Gnade übernahm 1933 den Posten des Polizeisenators von Göttingen. In dieser Eigenschaft hatte er Anteil an der Auslösung und Niederschlagung der als Göttinger Krawalle bekannt gewordenen Unruhen. Von 1934 bis 1945 amtierte Gnade als Bürgermeister (ab 1938 Oberbürgermeister) der Stadt Göttingen. Er galt als umgänglicher Verwaltungsmann, was ihm insbesondere aus der Ortsleitung der NSDAP zum Vorwurf gemacht wurde. Außer der NSDAP gehörte Gnade bereits seit 1931 der SS an, in der er am 1. März 1934 den Rang eines Standartenführers erreichte und zeitweilig Kommandeur der SS-Standarte Harz war. Von Heinrich Himmler wurde er mit dem SS-Totenkopfring ausgezeichnet.
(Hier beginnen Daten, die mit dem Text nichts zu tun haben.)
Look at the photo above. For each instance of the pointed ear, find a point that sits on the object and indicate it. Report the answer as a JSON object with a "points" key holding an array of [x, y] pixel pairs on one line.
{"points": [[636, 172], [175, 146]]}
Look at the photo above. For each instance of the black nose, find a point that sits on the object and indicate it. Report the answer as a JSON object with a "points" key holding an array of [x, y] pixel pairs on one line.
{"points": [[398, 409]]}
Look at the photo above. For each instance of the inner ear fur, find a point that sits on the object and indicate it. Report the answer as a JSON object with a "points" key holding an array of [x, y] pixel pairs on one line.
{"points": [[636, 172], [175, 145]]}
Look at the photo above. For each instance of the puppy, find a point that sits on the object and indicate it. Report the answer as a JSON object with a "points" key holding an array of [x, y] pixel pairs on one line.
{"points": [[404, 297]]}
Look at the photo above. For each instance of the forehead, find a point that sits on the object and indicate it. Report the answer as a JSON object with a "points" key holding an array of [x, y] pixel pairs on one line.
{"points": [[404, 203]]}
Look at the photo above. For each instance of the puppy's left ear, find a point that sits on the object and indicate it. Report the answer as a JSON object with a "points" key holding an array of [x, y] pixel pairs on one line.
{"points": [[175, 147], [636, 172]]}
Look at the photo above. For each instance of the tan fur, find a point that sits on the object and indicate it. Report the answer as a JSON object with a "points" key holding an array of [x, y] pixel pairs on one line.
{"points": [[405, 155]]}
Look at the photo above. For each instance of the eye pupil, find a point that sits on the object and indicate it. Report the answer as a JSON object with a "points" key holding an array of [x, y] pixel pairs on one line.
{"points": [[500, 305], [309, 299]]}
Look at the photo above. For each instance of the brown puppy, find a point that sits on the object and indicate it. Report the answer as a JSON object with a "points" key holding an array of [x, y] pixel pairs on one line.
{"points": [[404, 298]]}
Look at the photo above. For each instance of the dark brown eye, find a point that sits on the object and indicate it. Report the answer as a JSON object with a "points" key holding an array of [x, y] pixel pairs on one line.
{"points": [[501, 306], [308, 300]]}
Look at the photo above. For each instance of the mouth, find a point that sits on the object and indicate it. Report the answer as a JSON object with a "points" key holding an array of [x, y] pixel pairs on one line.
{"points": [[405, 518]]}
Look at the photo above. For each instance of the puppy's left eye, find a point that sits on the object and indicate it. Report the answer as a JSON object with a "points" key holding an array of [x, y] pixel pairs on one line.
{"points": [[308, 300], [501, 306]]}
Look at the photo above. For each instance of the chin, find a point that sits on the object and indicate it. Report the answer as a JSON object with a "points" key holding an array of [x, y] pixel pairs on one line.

Im April 1945 übergab Gnade die Stadt Göttingen nach längerem Zögern, das weitere Zerstörungen zur Folge hatte, an die vorrückenden amerikanischen Truppen. Einige Jahre später versuchte Gnade mithilfe des „Bericht[s] über die Vorgänge bei der Übergabe der Stadt am 08.04.1945“, die kampflose Übergabe als sein Verdienst darzustellen. Quellen und Sekundärliteratur geben allerdings keinen Hinweis darauf, dass der Aufruf, die Stadt kampflos zu übergeben, die Bevölkerung jemals erreichte. Der Göttinger Lokaljournalist Matthias Heinzel arbeitete überdies in einem Zeitzeugenprojekt heraus, dass Gnades Handlungen als Oberbürgermeister ungeklärt und umstritten sind. Ferner kam der „Ausschuss zur Klärung der Vorgänge bei der Kapitulation Göttingens im April 1945“, der von 1955 bis 1957 die Ereignisse vom 8. April 1945 untersuchte, zu dem Schluss, dass keine Einzelperson benannt werden könne, die die friedliche Übergabe der Stadt sicherstellte.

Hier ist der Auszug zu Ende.